With more organizations placing a higher premium on health and safety, it stands to reason that industry leaders are turning to drone services in search of cost-effective and safer solutions.

Moreover, the amount of data drones can collect could be of tremendous value to companies and their bottom line.

The AI Effect on Drones

In an interview with Nature, Prof. Grant Hamilton, a quantitative ecologist and researcher, whose team uses drones carrying thermal cameras and artificial intelligence to locate koalas in the gum tree habitat, commented that,

“When you or I go out in the bush and look for koalas we see about 20% of them. An expert, looking from the ground, will find about 70%. We use a high-resolution thermal camera carried by a drone, and putting that together with machine learning, have achieved even better results.”

A neat example of drones and AI combining to provide better wildlife surveillance.

But what if AI can do the unthinkable and eliminate the need for drone pilots altogether?

Three months ago, Forbes‘ Thomas Brewster reported on an initiative founded by Google veterans and backed by ~US$340 million from major American VCs:

“Three years ago, Customs and Border Protection placed an order for self-flying aircraft that could launch on their own, rendezvous, locate and monitor multiple targets on the ground without any human intervention.”

The article went on to report that,

“This year, America’s border police will test automated drones from Skydio, the Redwood City, Calif.-based startup that on Monday announced it had raised an additional $170 million in venture funding at a valuation of $1 billion.”

Skydio’s Autonomy Engine is already here, and it’s available to any developer who wishes to devise commercial drone applications off the platform.

The Road Ahead for Drones and the Labour Force

Every decade or so, a new technology emerges that raises fear of major change in certain sectors. Automobiles have done it, and personal computers and AI are doing it now.

Once feared as the instrument of advanced warfare, drones have become the ace in the hole for many companies looking for safety, efficiency and a competitive advantage in their field of operation.

In their 2013 report, The Association for Unmanned Vehicle Systems International (AUVSI), projected that the drone industry will create 100,000 new jobs by 2025 in the U.S. alone.

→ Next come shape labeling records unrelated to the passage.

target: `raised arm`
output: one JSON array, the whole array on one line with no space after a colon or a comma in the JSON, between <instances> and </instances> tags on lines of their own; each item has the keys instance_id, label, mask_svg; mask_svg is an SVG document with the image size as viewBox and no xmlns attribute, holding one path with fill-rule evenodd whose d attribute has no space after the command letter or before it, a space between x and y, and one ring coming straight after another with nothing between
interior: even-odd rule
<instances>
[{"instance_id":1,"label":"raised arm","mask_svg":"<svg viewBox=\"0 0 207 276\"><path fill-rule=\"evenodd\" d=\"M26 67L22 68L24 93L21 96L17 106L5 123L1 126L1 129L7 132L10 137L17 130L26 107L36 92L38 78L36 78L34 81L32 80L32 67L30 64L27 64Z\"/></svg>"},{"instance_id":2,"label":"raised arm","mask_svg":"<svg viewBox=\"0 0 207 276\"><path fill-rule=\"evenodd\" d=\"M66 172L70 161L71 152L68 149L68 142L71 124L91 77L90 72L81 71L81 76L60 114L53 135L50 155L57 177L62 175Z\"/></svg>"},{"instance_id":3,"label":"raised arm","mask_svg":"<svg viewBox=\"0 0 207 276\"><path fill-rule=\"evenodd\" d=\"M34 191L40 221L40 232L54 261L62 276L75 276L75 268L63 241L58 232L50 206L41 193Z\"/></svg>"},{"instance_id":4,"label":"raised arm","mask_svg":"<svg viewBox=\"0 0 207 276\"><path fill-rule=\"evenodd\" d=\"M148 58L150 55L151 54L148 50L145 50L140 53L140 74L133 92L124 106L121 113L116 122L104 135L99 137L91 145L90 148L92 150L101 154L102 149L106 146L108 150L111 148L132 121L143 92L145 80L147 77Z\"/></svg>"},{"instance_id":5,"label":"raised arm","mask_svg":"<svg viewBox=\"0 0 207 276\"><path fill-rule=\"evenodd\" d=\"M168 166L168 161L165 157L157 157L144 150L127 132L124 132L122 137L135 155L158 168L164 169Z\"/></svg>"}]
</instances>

The chart below from CompTIA illustrates the workforce growth in the U.S. drone market from 2015 – 2018 (bear in mind, there has been tremendous growth since 2018).

Drone and the labour force: hiring data
Source: CompTIA

With approximately 57% CAGR forecasted by Grand View Research in the next 6-7 years, the growth potential for the commercial drone market is stunning to say the least. And, like many disruptive and sometimes feared technologies before it, the drone market will likely help create jobs and not hurt the labour force on a net basis.